These images have been culled from a large body of photographic work loosely called the Tennessee Fireworks Project. Since 2004, I’ve gone on the road annually to photograph the stands that mushroom alongside Tennessee’s two-lane highways during the three weeks when it becomes legal to sell fireworks.
I enjoy returning to the familiar roads of my home state each year, working in the blazing sun, trusty Nikon in my hands. Sounds of insects, firecrackers, hot rods and laughter provide a soundtrack. I find the stands to be fascinating, formally and on a symbolic level, as they relate to nostalgia and memory, current events, nationalism, and economics. To date I’ve logged thousands of miles, met hundreds of people, and have shot over 4,000 images.

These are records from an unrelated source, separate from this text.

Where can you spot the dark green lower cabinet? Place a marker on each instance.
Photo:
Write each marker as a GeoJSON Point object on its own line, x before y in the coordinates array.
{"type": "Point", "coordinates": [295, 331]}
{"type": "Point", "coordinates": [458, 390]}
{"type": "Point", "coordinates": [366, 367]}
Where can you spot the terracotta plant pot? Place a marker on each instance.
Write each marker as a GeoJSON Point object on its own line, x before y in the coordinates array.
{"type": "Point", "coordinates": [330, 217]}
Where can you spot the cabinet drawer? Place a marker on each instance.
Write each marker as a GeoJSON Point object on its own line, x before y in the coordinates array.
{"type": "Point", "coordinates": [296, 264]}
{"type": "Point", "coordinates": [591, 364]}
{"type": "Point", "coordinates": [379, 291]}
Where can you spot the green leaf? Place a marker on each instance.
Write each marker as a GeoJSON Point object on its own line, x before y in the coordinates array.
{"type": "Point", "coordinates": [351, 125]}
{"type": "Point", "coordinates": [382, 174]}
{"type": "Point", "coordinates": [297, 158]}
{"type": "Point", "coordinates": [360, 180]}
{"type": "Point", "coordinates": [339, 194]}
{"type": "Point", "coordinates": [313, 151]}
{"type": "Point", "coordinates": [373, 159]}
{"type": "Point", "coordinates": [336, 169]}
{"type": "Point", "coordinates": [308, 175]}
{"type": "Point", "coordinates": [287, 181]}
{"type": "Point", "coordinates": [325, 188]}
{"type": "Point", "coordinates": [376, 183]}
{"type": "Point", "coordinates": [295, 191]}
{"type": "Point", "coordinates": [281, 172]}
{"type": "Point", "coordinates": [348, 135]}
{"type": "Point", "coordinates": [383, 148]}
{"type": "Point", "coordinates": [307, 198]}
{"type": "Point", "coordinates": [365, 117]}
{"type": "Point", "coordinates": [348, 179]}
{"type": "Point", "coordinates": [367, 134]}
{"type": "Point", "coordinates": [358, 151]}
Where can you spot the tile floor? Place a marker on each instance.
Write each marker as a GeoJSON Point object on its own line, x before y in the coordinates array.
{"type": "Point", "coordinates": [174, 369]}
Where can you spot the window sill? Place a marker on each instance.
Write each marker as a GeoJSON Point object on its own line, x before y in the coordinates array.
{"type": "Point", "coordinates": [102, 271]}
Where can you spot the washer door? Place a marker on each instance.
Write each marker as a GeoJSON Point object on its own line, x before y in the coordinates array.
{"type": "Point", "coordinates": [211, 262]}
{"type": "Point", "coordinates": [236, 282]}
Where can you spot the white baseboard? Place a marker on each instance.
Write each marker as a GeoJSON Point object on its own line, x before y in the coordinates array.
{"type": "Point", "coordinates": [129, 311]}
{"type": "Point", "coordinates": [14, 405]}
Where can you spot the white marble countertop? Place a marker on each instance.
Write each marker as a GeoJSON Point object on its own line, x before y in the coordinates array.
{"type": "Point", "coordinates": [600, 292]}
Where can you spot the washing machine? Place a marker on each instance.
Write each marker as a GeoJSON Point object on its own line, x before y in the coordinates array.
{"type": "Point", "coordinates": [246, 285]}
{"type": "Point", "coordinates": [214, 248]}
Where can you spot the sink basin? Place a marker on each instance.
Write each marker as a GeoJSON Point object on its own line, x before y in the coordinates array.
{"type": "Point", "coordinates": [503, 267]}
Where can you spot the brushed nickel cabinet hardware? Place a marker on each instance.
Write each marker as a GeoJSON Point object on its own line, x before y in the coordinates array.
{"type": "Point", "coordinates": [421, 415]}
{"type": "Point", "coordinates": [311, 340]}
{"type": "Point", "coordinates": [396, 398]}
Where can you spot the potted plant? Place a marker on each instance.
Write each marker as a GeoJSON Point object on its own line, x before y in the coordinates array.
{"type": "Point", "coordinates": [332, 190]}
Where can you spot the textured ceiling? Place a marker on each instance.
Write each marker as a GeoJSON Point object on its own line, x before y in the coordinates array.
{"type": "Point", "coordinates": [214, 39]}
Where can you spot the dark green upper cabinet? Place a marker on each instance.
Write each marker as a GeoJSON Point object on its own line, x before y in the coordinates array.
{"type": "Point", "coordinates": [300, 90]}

I’ve been exhibiting the images on big canvases. From traditional negatives, I take chosen frames through a digital scanning and printing process. The final step requires re-assembly onto canvas utilizing a gel medium transfer method. I enjoy shooting with film, turning to the digital world, and then using time-honored tools like paintbrushes and X-acto knives to see each piece come back to life.
Some of the Fireworks images are pure graphic design, some are documentary, some are affectionate location shots, and some of the images feel political. I’ve shot many portraits of the tent workers who I now call my friends. Fireworks are dangerous yet beautiful. The folks who sell them are often likewise—they’ve got to be tough to succeed in the business, but they also truly love the public. Their way of life is under threat. It may not be legal to sell independent fireworks for much longer.
So I am out there again this year—just me and my Nikons, in my little white truck packed with coolers and film. And once again I’m seeking those colorful stripes beyond each curve of the road. Say hey if you see me!